US investor sentiment continues to improve lending support to the market rally.
Both of our ROOF Variants continued their recovery from Bearish to Neutral last week and seem headed for the top of the Neutral range (top chart). These levels indicate that US investors are not yet confident but are cautiously optimistic. The news of several potential vaccines was a key turning point for sentiment and the improving narrative around the transition of power to the Biden team is also helping risk aversion levels decline.
The supply and demand balance for risk continues to improve (bottom chart), with risk aversion levels declining for a third consecutive week while risk tolerance rises for the second week in a row. The STOXX USA 900 has been rising ahead of sentiment all November, helped by a rotational trade that see new money entering the market on sectors previously left out of the COVID-rebound rally. Still, it will take a few more weeks of improving sentiment for net risk appetite to turn positive again.
Sentiment in Europe finally rebounds after weeks of ignoring other markets.
Investors in Developed Europe seem to have gotten the vaccine memo two weeks after their US counterparts. Both of our ROOF Ratios for the STOXX Europe 600 bounced off their bearish territory lows and seem headed for the neutral zone (top chart). Markets, meanwhile, had ignored the deteriorating sentiment and were well ahead of its risk appetite for some time now.

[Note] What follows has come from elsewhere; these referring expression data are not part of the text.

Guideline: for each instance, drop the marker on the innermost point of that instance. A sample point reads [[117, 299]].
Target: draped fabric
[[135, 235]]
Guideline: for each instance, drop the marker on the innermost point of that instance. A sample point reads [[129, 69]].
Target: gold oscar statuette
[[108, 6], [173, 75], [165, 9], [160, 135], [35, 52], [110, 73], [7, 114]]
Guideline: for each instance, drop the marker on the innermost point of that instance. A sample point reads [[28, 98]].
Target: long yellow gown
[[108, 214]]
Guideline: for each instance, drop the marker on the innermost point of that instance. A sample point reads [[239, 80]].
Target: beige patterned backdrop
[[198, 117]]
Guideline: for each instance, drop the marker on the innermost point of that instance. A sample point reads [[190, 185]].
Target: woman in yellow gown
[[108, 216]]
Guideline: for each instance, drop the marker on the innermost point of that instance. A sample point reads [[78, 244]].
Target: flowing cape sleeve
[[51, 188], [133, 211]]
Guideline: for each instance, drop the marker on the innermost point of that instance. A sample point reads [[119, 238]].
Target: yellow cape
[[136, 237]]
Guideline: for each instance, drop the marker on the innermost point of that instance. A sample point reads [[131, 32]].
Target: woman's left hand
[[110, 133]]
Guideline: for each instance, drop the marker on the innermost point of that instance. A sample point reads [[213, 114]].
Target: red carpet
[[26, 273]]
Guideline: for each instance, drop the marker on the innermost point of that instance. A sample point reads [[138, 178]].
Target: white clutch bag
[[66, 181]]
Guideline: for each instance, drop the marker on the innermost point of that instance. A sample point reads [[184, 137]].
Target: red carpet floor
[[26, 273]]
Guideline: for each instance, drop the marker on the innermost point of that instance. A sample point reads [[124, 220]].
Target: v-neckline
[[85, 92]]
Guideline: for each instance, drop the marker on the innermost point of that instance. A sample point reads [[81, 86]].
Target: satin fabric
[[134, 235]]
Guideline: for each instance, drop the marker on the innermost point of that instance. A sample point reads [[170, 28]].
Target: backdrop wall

Risk tolerance timidly rose off its lows last week as risk aversion made a more substantial retreat from its seven months high (bottom chart). The balance remains in favor of risk aversion, but risk appetite seems to be headed back up. At this level investors are not yet optimistic but merely hopeful. Markets have been well ahead of this change in sentiment, so caution is still advised as Europe remains in the midst of its second wave and facing increased social unrest ahead of what could be a very weak winter holiday season for many parts of the economy.
Sentiment continues to recover for both Global and Asia ex-Japan investors.
Investor sentiment for the STOXX Global 1800 continued to recover last week breaking through to the neutral zone form its previously bearish stance (top chart). The disconnect between market performance and sentiment has now closed with both going in the same direction (up). The co-movement of both our ROOF Ratios (Style and Sector) also indicates a broad sentiment recovery with the momentum to rise further in the near term, lending support to more market gains.
The STOXX Asia Ex-Japan 600 index has had one of its best performing months in multiple years, helped by recovering sentiment (bottom chart). Both ROOF Ratios are now headed in the same direction with the Style variant about a week ahead of its Sector peer and seemingly headed for the bullish zone (> +0.5). As sentiment improves and the rotational trade into sectors previously avoided due to the pandemic continues, the Sector ROOF Ratio should catch-up to its Style peer.